Tevilah with dreadlocks is acceptable.
The Rema cited by @Yehoshua is coming from the Beis Yosef ad loc., who is quoting the Mordechai in Shavuos §751, who is quoting a Ra’avyah in Teshuva 991. The Ra’avyah gives three reasons why these plaits (see here for background) are not a problem of chatzitza:
- The halacha (see Niddah 67a, Shulchan Aruch YD 198:5) is that one hair tied in a knot is tight enough to be considered a chatzitza. More than one hair is not. This is more than one hair.
- Even if it is tight; since whatever it naturally covers is
considered “swallowed up” regarding technical laws of tum’ah, one
could posit that this also has bearing on the laws of tevilah in
that it is not necessary for that area to undergo tevilah.
- Since the assumed danger involved in the removal of these locks will
cause this woman to want them to remain there, we say “that is the
way it grows”; a line of reasoning which says that anything which is
intended to be there (not just that one doesn’t mind it’s presence)
is considered part of the body itself regarding tevilah.
There is a fourth reason which is really much more basic: Anything which a person does not intend to remove is not a chatzitza unless it covers most of the body, and even then it is only a chatzitza mid’rabannan (see Niddah ibid.). One who examines the words of the Ra’avyah inside will notice that this is a sufficient reason which he only ignored because of the opinion that most of the head is just as bad as most of the body, rendering this point moot.
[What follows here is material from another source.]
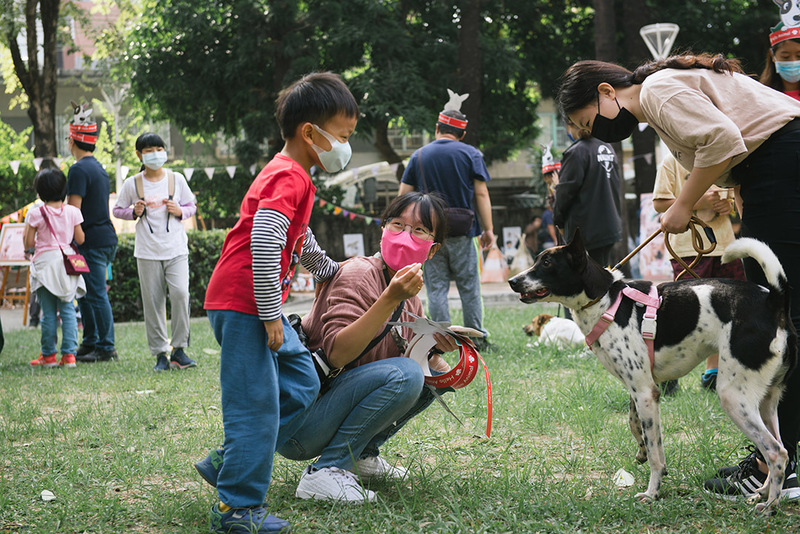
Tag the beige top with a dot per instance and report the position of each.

At any rate, we have at least three reasons why the braids are not a chatzitza, and all of them apply to dreadlocks. Even though the third reason – that “that’s the way it grows” – was clearly said because of the assumed danger in removing it, we find the exact concept applied when something is done for beauty; namely further on in the Shulchan Aruch (s’if 17) where hair dye is not considered a chatzitza for this very reason.
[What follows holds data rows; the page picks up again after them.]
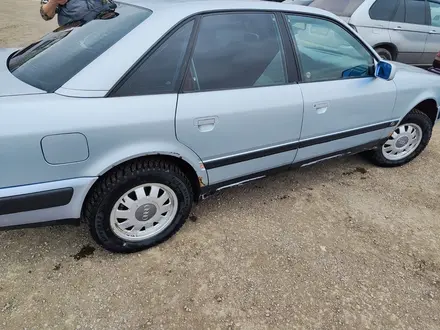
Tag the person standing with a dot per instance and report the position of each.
(74, 10)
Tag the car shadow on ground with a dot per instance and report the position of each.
(77, 242)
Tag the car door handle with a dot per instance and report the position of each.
(320, 107)
(206, 124)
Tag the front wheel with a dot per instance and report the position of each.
(408, 140)
(139, 205)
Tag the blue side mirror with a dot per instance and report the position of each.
(385, 70)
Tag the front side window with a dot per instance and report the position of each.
(434, 8)
(415, 12)
(338, 7)
(50, 62)
(327, 51)
(383, 10)
(160, 72)
(236, 50)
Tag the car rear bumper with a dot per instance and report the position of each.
(43, 202)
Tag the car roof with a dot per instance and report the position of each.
(190, 7)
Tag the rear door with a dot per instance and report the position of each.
(408, 31)
(239, 108)
(345, 106)
(432, 46)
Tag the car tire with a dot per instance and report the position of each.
(384, 53)
(120, 193)
(416, 123)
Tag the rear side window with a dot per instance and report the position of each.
(236, 50)
(434, 8)
(415, 12)
(58, 56)
(327, 51)
(338, 7)
(383, 10)
(160, 72)
(399, 16)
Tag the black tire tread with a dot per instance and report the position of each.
(122, 174)
(376, 157)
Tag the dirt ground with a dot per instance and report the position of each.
(341, 245)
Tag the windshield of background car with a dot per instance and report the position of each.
(50, 62)
(338, 7)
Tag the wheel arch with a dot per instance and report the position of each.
(429, 107)
(185, 159)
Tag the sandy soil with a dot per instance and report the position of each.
(341, 245)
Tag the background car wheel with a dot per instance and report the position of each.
(384, 53)
(408, 140)
(139, 205)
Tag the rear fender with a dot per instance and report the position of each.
(118, 156)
There is a Rema in the first se'if which says that the custom is to remove all interfering items; even ones which would not be considered chatzitzos. However, see the Sidrei Tahara there who writes that this is only an extra stringency, and the Aruch Hashulchan similarly writes that if there is any need whatsoever one should not be stringent about this. So although it is a laudable custom, one should certainly be aware of the letter-of-the-law.